Emil Scheel

Personal information
- Full name: Emil Scheel
- Date of birth: 18 March 1990 (age 36)
- Place of birth: Hellerup, Denmark
- Height: 1.85 m (6 ft 1 in)
- Position: Midfielder

Youth career
- ?–2010: Lyngby

Senior career*
- Years: Team / Apps / (Gls)
- 2010–2013: AGF / 25 / (0)
- 2013–2017: Silkeborg / 130 / (27)
- 2017–2018: SønderjyskE / 25 / (0)
- 2018–2021: Viborg / 25 / (5)

= Emil Scheel =

Danish footballer (born 1990)

Emil Scheel (born 18 March 1990) is a Danish retired professional footballer who played as a midfielder.

==Career==
Scheel started his career at Lyngby BK, but soon made the switch to AGF, because he was studying in Aarhus, though only playing for the AGF reserves.
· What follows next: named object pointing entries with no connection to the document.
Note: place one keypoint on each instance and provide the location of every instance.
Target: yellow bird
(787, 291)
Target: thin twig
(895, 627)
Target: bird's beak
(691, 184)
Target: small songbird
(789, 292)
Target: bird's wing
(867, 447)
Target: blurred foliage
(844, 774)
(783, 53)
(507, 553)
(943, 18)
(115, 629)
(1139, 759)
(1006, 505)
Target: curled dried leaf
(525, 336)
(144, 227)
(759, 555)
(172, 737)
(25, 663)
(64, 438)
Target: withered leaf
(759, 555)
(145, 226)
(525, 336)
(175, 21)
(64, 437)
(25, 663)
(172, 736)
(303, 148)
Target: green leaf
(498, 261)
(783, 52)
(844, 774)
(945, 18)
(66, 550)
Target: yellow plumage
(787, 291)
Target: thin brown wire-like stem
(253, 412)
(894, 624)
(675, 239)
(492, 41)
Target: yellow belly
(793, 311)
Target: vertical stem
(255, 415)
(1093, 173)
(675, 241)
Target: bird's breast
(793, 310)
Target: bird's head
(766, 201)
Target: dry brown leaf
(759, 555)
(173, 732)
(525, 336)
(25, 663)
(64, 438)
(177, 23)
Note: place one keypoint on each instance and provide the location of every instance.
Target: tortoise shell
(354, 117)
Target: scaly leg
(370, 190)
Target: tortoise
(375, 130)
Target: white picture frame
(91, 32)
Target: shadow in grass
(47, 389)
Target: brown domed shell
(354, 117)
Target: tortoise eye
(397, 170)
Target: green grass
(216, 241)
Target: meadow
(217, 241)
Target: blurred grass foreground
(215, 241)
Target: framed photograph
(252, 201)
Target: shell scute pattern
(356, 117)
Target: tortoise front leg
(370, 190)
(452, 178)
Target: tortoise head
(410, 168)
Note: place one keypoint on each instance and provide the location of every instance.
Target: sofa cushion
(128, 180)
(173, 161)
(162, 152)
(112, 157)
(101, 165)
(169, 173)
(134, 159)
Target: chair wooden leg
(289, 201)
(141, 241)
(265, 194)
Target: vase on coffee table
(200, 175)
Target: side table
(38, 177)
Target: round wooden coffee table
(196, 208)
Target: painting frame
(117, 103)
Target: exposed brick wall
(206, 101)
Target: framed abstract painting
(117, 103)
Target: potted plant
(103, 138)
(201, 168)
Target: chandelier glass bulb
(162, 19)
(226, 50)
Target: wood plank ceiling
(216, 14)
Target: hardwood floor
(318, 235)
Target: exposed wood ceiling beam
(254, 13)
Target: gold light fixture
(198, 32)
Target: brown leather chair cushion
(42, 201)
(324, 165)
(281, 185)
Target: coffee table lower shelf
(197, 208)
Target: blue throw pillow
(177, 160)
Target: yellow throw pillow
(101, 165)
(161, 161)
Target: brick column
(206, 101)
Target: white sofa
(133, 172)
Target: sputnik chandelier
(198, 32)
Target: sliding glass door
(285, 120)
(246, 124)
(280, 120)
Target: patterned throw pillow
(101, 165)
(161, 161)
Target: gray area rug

In the winter of 2011 he became a permanent part of the AGF first-team and got his debut at home against FC Fredericia on 21–4–2011. On 7 August 2013 he signed a 2-year contract with Silkeborg IF.

Scheel signed with SønderjyskE on 7 January 2017, starting from the summer 2017.

On 3 August 2021, 31-year old Scheel announced his retirement from football due to a knee injury. Scheel have 103 appearances in the Danish Superliga with 8 goals to follow.